Narrative Science
- Type: Private
- Industry: Technology; Software;
- Founded: January 2010; 16 years ago
- Founder: Larry Birnbaum; Stuart Frankel; Nick Beil; Kris Hammond;
- Fate: Sold to Salesforce and Integrated into Tableau Software
- Headquarters: Chicago, Illinois, U.S.
- Products: Lexio Quill;
- Parent: Salesforce

= Narrative Science =

American natural language generation company

Narrative Science was a natural language generation company based in Chicago, Illinois, that specialized in data storytelling. As of December 17, 2021, Narrative Science was acquired by Salesforce and has been integrated into Salesforce's Tableau Software.

== History ==

Narrative Science was founded in 2010 in Evanston, Illinois, after a student project in the Intelligent Information Lab at Northwestern University jump started the NLG technology. The first prototype of the company technology went by the project name StatsMonkey and was developed in the laboratory by Kris Hammond, Larry Birnbaum, Nick Allen and John Templon. StatsMonkey was created to allow stories based in data, specifically baseball stories at the beginning, to be written automatically by StatsMonkey. These baseball stories would include recaps based on game data like players, win probability and game score. Narrative Science licensed StatsMonkey and the related intellectual property from Northwestern and began commercial operations in early 2010. Afterwards the company decided to change direction, they no longer focused on the journalistic capabilities of their technology and focused on how the same technology could be used in the business world. This led to the development of a Natural Language Generation platform called Quill, which analyzes structured data and automatically generates intelligent narratives for business users who are not data fluent. Narrative Science has several investors, including SAP Ventures and In-Q-Tel, the investment arm of the Central Intelligence Agency. In 2014, the Chicago company raised another $10 million in equity financing, led by customer USAA, for a total of $32 million raised since the company’s inception. In 2020, Narrative Science launched Data Storytelling for Good, their non-profit branch which provides their products for free to organizations doing good in their community.

On November 15, 2021, Narrative Science announced an agreement to be acquired by Salesforce. The deal closed on December 17, 2021, and Narrative Science was folded into Tableau.

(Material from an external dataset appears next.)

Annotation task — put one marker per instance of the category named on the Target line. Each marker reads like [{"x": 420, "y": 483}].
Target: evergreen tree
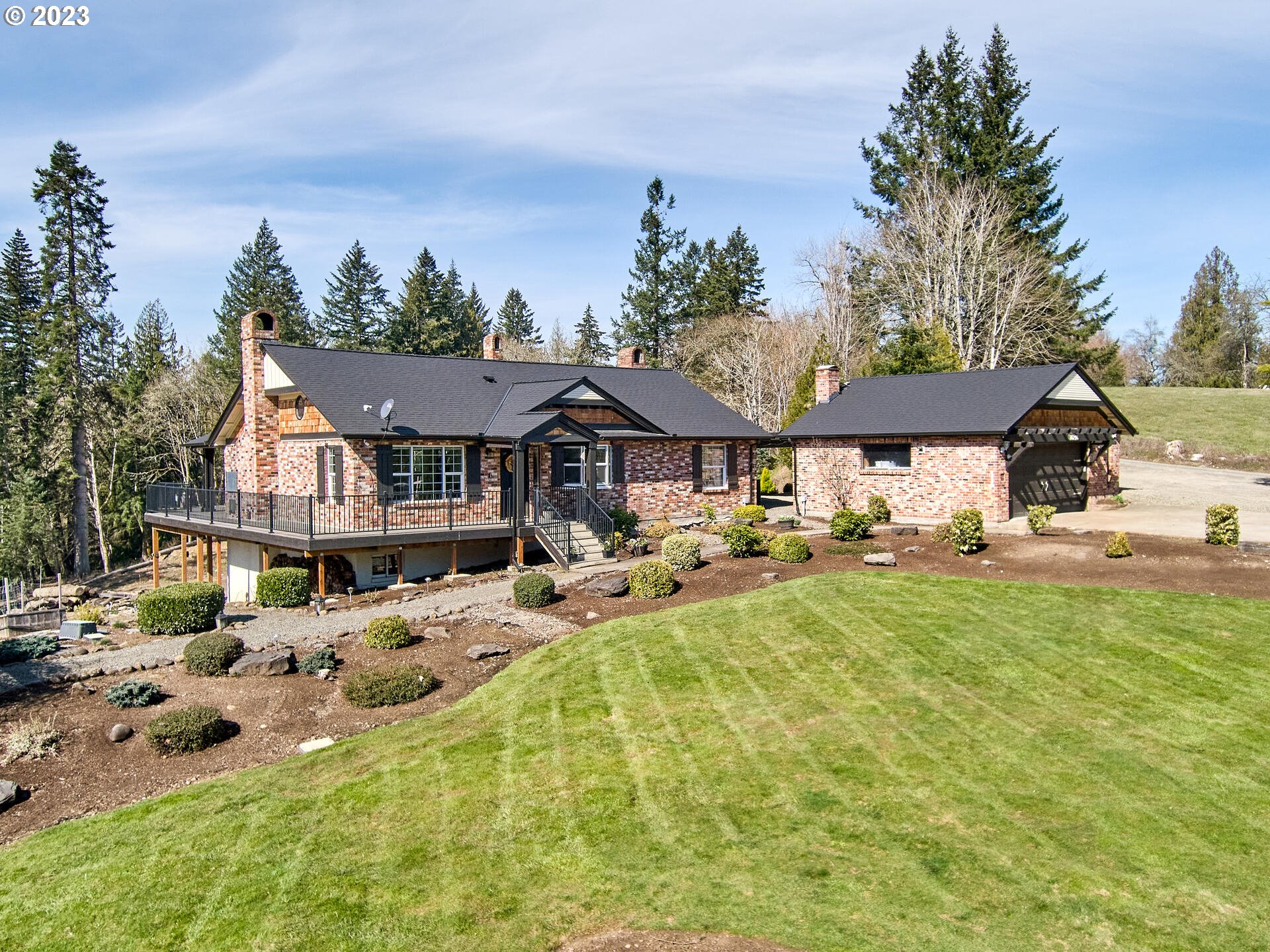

In the announcement of the close, Salesforce indicated that Narrative Science's products would no longer be sold on a stand-alone basis.

== Recognition ==

In 2017, Fortune listed Narrative Science as one of the 50 companies leading the artificial intelligence revolution. In 2015, CNBC named Narrative Science to their Disruptor 50 list.

Gartner named Narrative Science as one of the “Cool Vendors in Smart Machines” in 2014.

In 2013, the company was named to the Red Herring Top 100 for North America, which highlights promising startups in Asia, Europe, and the Americas.

Narrative Science won a 2013 Edison Award for Innovative Services in Collaboration and Knowledge Management.

In 2018, Narrative Science was part of the World Economic Forum's Technology Pioneers.

In 2018, Narrative Science was named Most Innovative Company by Crain's Chicago Business.

== Competitors ==

According to Gartner's 2019 "Market Guide for NLG", the main NLG companies are (in alphabetical order): Arria NLG, Automated Insights, AX Semantics, Narrative Science, vPhrase and Yseop. Other similar companies in the area of natural language generation include Smartologic, Retresco, United Robots and Linguastat.

== Criticism ==

The company received some early criticism from journalists speculating that Narrative Science was attempting to eliminate the jobs of writers, particularly in sports and finance. Critics also argue that biases and assumptions in original data sets can lead to reinforced bias in the stories generated by natural language processors, such as Narrative Science. A CBS article compared artificially generated journalism in the financial sector to the property market bubble, as it leads to “everyone making investments in the same way for the same reasons”. The article claimed that computer-generated narratives have the “potential to amplify biases and assumptions, but at far greater speed and on a far wider scale than anything written by humans.”

An article from the Columbia Journalism School also criticized the limitations of “robo-journalism” software, as “it can’t assess the damage on the ground, can’t interview experts, and can’t discern the relative newsworthiness of various aspects of the story” and therefore, lacks a necessary human element.